(Prices updated at 1140 GMT)
By Ankur Banerjee and Alun John
SINGAPORE/LONDON, Nov 3 (Reuters) – The euro and pound rose on Friday, on course for their biggest weekly gain in four months, as a U.S.-led rise in global bonds sent yields lower and the dollar with them, bringing relief. even to a belligerent Japanese yen.
However, the always key US non-farm payrolls data due at 1230 GMT – the most important data point in a busy week – could change the story entirely.
The euro was last up 0.27% at $1.06515, on course for a weekly gain of 0.8%, which would be the biggest since July, thanks to early-week gains.
Sterling similarly rose 0.2% to $1.2228, setting a weekly gain of 0.86%, also the most since July.

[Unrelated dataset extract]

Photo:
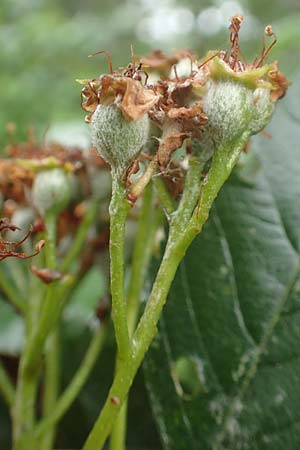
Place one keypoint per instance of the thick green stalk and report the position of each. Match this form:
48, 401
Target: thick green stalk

The dollar’s slide after a very strong recent rally – the dollar index is down 0.6% for the week, just the third week of losses in the last 16 – reflects a decline in US yields. The benchmark 10-year U.S. Treasury yield is headed for a weekly decline of nearly 20 basis points, the most weekly since July.
This week’s drop was triggered by a combination of the US Treasury announcing a smaller-than-expected increase in longer-term Treasury supplies and Federal Reserve Chairman Jerome Powell appearing more confident when he indicated at a press conference that the Fed was done raising interest rates. Wednesday meeting.
Markets are now pricing in a less than 20% chance of a rate hike in December, compared with 39% at the start of the week, CME’s FedWatch tool showed, even as the Fed officially left the door open to raising borrowing costs further in the year in a nod to the economy’s resilience.
But the main event of the week, US earnings, is yet to come.
“We had a lot of events this week, the BOJ, the Fed, the Treasury refund, the BOE, but the most important is payrolls,” said Yusuke Miyairi, FX strategist at Nomura.
“If there’s a big miss, say 100,000 compared to the consensus, I think that’s when people could really start selling dollars, I don’t think we’re at that inflection point yet, but people’s sentiment is starting to move in that direction .” ” he said.
Meanwhile, if it gets strong, people will go back to buying dollars, he said.
Analysts believe U.S. nonfarm payrolls likely increased by 180,000 jobs in October, slowing from 336,000 in September, in part due to strikes by the United Auto Workers (UAW) union against Detroit’s “Big Three” automakers, which depressed manufacturing wages.
The Bank of England joined other major central banks on Thursday in holding rates steady, and while stressing it did not expect to start cutting them anytime soon, it added another nudge to bond growth.
The yen rallied on Friday as the dollar fell 0.2% to 150.19 yen, following a tumultuous week in which the Japanese currency touched a one-year low against the dollar and a 15-year low against the euro after the Bank of Japan revised its yield. curve control policy on Tuesday, but not by as much as markets had expected.
Central bank Governor Kazuo Ueda will continue to unwind his ultra-loose monetary policy and seek to exit a decade-long accommodative regime next year, Reuters reported on Thursday, according to six sources familiar with the central bank’s thinking.
The Australian dollar edged up slightly to $0.6444, just ahead of a more than one-month high of $0.6456 hit on Thursday.
Both the Australian and New Zealand dollars rose 1.7% for the week, their best weekly performance since mid-July.
However, the Swiss franc, which benefited from a safe-haven offer in October, weakened this week. The dollar is heading for a weekly gain of 0.25% against the franc and was last at 0.9041 francs.